Cost Optimizations

Production feature engineering systems deal with lots of data at low latencies and hence can be very costly in terms of cloud infrastructure costs. Fennel goes an extra mile in trying to keep cloud costs low by squeezing as much out of cloud hardware as possible. This is accomplished by a long tail of cost optimizations -- many of which are too low ROI for each team to invest in individually but become feasible due to economies of scale enjoyed by Fennel.
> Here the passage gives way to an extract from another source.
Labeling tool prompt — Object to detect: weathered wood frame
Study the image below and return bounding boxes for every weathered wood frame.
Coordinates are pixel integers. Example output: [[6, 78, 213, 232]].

Here is a non-exhaustive list of such optimizations:

  • Keeping services stateless whenever possible so that spot instances could power them
  • Serve features using RocksDB based disk/RAM hybrid instead of more costly options like Redis (which keeps all data in RAM) or DynamoDB (which charges per IOPS)
  • Using minimal managed services provided by cloud vendors and instead running the open source versions on our own on top of just the EC2 (this avoids 2-3x markup charged by cloud vendors)
  • Using efficient Rust to power all services to reduce CPU demands
  • In particular, not relying on more general purpose streaming systems like spark or Flink but using an in-house Rust based system purpose built for feature engineering workloads with much lower overhead
  • Using AWS Graviton processor based instances which offer better price/performance ratio
  • Choosing the right instance family and size for each sub-system
  • Auto scaling up/down various clusters depending on the workload (e.g. reduce costs at night)
  • Tightly encoding data in binary formats (e.g. using variable length integers, etc.) in all storage engines to reduce storage and network bandwidth costs
  • Adding compression (say at disk block level) in data storage systems
  • Data tiering - preferring to keeping data in S3 vs instance store vs RAM whenever possible
  • Avoiding network costs by preferably talking to data sources in the same AZ
  • Avoiding memory copies and more generally keeping memory footprint predictably low during both serving and write side pipelines
  • Not relying on Spark or other JVM based systems that can do a lot of data shuffling and hence need lots of RAM
  • ...and lot more